This I Believe

Stacy - Millis, Massachusetts
Entered on May 17, 2006

Human nature drives us to music. We cannot travel to school or work every day without music, nor can we watch a movie that does not have a soundtrack. Yet we often lower the volume to background music, sounds to accompany our lives. But to sit and listen to only the music, the words and melodies, is something that too few have experienced. I believe that music speaks more powerfully than speech, and a careful listen can change lives. In my life, I sing for every audience that asks for it, and every person can take their own personal inspiration.

I attribute my interest in singing to my grandfather, who loved his show tunes and classical music. Drives in the car with Papa were always filled with Andrea Bocelli and Les Miserables, but despite all of this, he was certainly not a stiff old man. Papa never took himself too seriously, providing comic relief for every family gathering. But when I sang for everyone on Easter, I saw a side of him that I never knew existed. At the last note of “All the Things You Are,” I looked up and saw a tear in his eye. There sat the man who gave everyone a hard time about anything, crying. I don’t know what was going through his mind as he listened, but something found his heart, something that keeps me singing as long as I can.

Of course singing does not always have to be that deep. That moment in the spotlight is a time to be admired, and oftentimes that admiration is more than I expect. Last week, as a parting gift, I sang a song for the second graders I have been tutoring all year long. It was the first time I ever heard the classroom completely silent. As I sang, I looked out among young, admiring faces, anxious for the day when they can find their talents like this. But with admiration comes example, and that is why the music matters. Those kids looked up to me for the whole year, and seeing this confident singer, they thought, “I want to work that hard,” and “I want to have what she has.” There was a sudden understanding that high school is not always what is expected, that it is where a singer, or anyone else, can find herself.

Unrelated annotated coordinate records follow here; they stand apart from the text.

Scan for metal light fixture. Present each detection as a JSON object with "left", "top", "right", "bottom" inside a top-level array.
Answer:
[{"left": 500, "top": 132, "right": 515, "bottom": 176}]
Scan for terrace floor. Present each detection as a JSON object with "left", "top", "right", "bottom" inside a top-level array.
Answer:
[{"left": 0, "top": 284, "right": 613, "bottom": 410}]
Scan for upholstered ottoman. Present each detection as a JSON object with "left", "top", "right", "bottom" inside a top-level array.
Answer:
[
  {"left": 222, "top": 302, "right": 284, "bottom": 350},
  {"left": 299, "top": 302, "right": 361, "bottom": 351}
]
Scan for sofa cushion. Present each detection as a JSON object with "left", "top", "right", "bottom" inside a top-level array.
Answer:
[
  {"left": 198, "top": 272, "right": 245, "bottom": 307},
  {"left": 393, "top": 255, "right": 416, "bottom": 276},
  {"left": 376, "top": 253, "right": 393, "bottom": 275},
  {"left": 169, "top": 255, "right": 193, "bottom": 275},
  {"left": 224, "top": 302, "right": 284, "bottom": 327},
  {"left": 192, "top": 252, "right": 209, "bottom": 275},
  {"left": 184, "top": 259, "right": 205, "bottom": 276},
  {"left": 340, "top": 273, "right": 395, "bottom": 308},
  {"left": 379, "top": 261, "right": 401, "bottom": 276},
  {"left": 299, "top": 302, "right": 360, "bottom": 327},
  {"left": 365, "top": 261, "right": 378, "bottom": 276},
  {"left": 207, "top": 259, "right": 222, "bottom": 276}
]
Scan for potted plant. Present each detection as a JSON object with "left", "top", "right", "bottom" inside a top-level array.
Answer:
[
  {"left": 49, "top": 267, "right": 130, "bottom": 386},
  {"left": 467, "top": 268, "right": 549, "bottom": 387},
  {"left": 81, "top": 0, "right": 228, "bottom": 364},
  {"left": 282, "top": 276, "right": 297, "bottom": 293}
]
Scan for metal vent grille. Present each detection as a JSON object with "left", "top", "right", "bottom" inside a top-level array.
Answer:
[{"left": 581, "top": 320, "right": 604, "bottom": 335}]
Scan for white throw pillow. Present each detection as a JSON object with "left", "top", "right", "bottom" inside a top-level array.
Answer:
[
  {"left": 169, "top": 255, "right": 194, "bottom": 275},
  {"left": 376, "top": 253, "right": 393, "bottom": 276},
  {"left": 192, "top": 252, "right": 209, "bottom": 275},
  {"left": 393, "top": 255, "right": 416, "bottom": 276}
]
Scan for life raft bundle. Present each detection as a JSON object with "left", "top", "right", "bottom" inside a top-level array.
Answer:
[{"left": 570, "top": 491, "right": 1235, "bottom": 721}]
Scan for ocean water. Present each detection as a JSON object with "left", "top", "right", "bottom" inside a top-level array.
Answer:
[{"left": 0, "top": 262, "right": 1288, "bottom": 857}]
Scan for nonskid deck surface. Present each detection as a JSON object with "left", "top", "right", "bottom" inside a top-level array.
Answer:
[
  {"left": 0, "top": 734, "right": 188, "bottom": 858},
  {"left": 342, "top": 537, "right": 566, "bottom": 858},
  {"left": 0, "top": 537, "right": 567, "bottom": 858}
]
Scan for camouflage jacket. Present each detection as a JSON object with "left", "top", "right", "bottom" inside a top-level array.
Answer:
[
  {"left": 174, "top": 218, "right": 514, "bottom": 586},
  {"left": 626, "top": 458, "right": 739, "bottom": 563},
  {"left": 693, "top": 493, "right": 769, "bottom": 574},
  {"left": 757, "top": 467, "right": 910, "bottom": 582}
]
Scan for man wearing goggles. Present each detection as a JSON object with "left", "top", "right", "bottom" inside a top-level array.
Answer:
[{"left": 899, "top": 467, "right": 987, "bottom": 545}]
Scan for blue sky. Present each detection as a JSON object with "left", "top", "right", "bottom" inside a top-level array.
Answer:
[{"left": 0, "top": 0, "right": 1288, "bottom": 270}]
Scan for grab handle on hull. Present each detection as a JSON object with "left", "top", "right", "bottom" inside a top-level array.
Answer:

For me, I bring together my grandfather’s love for the classics and the second graders’ love for the future. Singing has guided me to my place in life, where I can find success and happiness. I recently sang a solo in a song called “Music Down in My Soul,” and it suddenly hit me that this song expresses all that singing is for me. “Over my head, I hear music in the air” and “I’ve got this music down in my soul and it fills my heart with joy.” Music is my life; it makes me dance around the house when no one’s watching, and sing to myself to brighten a stressful day. Without music, I would never have the inspiration to smile, or even to cry, because music sets the scene for every indescribable feeling. This I believe.